I could’ve built application-level checks for all of this. But application code has bugs. Race conditions happen. Someone always finds the edge case.

So the system used database constraints that made double-booking literally impossible. Not “the application checks for conflicts” - the database itself refuses to accept conflicting reservations. Zero coordination required. Zero race conditions. Zero angry emails about stolen lab time.

This is the kind of invisible infrastructure that engineers never notice - until they’ve worked somewhere without it.


Lab Access Used to Be Political

Before Self Serve Labs, getting lab time at Cisco was kind of a political problem. Who had seniority? Who knew the right people? Who could navigate the bureaucracy fastest?
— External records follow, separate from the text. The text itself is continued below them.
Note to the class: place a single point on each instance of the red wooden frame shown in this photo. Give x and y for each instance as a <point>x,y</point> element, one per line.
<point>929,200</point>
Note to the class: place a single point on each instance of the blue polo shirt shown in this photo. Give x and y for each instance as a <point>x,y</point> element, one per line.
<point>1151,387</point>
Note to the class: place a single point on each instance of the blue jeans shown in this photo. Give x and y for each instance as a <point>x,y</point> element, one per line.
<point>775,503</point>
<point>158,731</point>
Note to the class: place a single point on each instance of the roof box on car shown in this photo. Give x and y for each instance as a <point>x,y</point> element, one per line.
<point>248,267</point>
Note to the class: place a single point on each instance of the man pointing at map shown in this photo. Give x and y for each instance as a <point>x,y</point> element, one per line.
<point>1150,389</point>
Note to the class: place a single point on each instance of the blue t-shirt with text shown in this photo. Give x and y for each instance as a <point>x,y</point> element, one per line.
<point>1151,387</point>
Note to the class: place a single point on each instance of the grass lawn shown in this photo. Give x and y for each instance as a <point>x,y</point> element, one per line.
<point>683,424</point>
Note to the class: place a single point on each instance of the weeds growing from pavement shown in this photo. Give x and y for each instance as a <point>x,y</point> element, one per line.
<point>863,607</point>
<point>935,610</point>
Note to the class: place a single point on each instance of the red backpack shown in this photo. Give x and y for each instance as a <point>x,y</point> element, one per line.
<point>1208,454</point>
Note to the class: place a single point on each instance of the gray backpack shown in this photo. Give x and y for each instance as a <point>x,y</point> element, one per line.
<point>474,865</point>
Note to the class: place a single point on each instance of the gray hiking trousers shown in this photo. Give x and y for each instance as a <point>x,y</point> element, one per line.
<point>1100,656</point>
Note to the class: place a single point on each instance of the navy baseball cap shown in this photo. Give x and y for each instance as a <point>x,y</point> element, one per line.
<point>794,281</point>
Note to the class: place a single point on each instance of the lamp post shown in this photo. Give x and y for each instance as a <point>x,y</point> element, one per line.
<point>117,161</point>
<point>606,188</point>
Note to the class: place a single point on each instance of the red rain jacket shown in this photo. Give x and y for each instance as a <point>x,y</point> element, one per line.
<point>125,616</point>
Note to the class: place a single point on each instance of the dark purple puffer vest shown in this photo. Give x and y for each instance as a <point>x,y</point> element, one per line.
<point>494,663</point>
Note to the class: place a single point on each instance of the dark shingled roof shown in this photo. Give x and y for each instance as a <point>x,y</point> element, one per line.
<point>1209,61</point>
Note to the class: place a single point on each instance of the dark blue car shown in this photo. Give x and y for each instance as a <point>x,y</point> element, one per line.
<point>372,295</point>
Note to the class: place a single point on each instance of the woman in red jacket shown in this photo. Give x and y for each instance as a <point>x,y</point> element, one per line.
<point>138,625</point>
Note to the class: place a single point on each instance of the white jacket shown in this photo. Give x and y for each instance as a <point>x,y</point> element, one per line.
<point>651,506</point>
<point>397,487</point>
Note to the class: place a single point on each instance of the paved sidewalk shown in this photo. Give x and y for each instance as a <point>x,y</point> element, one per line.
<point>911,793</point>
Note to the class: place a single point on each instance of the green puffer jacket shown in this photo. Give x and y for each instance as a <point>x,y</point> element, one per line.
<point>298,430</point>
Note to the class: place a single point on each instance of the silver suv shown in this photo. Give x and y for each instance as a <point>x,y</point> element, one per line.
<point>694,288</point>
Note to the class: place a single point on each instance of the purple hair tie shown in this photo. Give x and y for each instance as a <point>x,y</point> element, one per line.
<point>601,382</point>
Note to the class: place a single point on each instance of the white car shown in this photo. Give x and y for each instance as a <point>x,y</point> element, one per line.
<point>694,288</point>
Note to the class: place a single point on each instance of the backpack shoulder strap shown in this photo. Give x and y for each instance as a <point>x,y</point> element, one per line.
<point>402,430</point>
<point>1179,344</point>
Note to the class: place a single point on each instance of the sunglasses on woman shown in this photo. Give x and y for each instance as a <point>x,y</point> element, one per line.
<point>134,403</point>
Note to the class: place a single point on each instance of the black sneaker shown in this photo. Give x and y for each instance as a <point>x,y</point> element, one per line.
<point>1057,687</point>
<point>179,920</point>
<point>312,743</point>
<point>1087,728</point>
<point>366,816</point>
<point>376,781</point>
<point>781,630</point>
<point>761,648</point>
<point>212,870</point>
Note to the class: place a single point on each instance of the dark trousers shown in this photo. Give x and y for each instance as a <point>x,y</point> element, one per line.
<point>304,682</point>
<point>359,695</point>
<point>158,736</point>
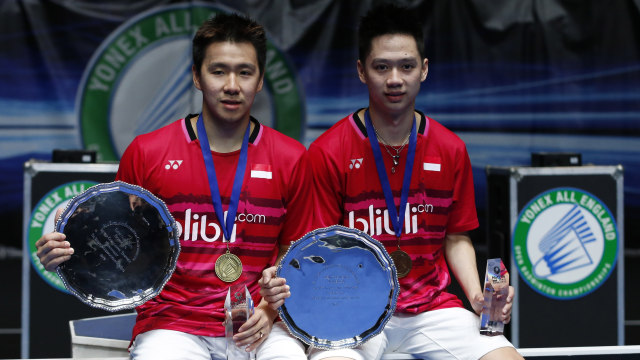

After Self Serve Labs? Book what you need, get it when you need it. The system doesn’t care if you’re a VP or you started last week. Same interface, same access.

A thousand engineers stopped thinking about lab politics. They just did their work.


What I Keep Coming Back To

Enterprise software isn’t about impressive technology. It’s about removing friction from people’s daily work.

The most sophisticated parts of Self Serve Labs - the scheduling constraints, the session recording, the real-time console proxy - were completely invisible to users. They didn’t know how it worked. They didn’t care how it worked. They just knew that when they needed a lab, they got one.

That’s the goal, right? Technology so reliable that people forget it’s even there. They just get to focus on what they’re actually trying to accomplish.